Sweet Dreams/DeWitt Henry: Reflections

As the founding editor of Ploughshares and the former Chair of Writing, Literature, and Publishing at Emerson College, DeWitt Henry has stirred, ushered, and promoted all manner of writerly dreams. He's put first stories into print and published the work of our greatest living (and sometimes not living) authors. He's sat in classrooms, seducing and exhorting.  He's said to others, You can. You will. 



With his memoir, Sweet Dreams (Hidden River Press), Henry traces and comes nearly to terms with his own fantasies and emergent needs, as he tells the story of his rising and his wanting. Much of the book is devoted to a childhood and adolescence spent in the very swath of the suburban Philadelphia that I have, since my eighth-grade year at Radnor Middle School, called my own, and so I turned the pages of this book with acute interest, admiring the precision of Henry's recall—the stunning accuracy of descriptions about a place that has changed entirely and, then again, changed hardly at all.

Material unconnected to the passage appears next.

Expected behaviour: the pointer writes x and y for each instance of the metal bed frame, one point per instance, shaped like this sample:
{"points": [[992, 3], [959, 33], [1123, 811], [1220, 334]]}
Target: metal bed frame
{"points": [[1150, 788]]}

I have (unknowingly) walked by two of Henry's childhood homes many a time; in Sweet Dreams the porches, yards, rooms, rooftops come alive with Henry's artist mother and alcoholic father, with siblings that struggled to find their own way, with episodes of generosity and scenes of terrible despair. I spent my time at Radnor High; DeWitt did, too, with peers whose last names are familiar to me. Henry walked among the ponds and water wheels and the majestic Walton Estate before it became Eastern University. I have walked there, too, plenty of times, taking photographs like the one above. The local movie theater can be found in Henry's pages, as can Eaglesmere, an outpost I have visited. Roadways and greenways and pause and hurry—it was then, it is now, and Henry brings it to vivid life.

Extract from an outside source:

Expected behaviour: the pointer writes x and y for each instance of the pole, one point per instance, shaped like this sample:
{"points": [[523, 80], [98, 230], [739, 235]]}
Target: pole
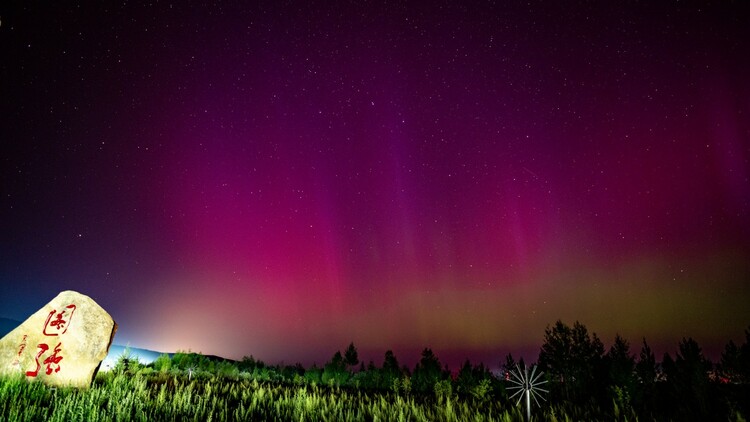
{"points": [[528, 405]]}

Sweet Dreams is a coming-of-age book. It is a book about the boy who grew up with candy wealth, fell in love with a toy printing press, and decided, early on, to be a Writer. One can decide to be a Writer, but the world, in some ways, has to stand equal to that dream. It's a contest of wills, or it can be seen as one, and DeWitt takes us through the bruises and glories. He dreams out loud. We're there.



Here he is talking about the aforementioned Walton Estate (Walmarthon), now the heart of the Eastern University campus:

... Walton's was ten minutes or so away—you waded and pushed through overgrown bushes, ferns, and low hanging branches, with dankness, cobwebs, and with shade from the branches interlocking and arching above, while woodpeckers hammered, echoing, and cicadas whirred. You'd come out, then, following a creek, above the smaller of two ponds, set in the estate's open expanse of lawn, gardens, driveways and walks. A big white house, lived in, was to the left, far off were the gatehouse and wall, and far to your right, the castle-like mansion, deserted now.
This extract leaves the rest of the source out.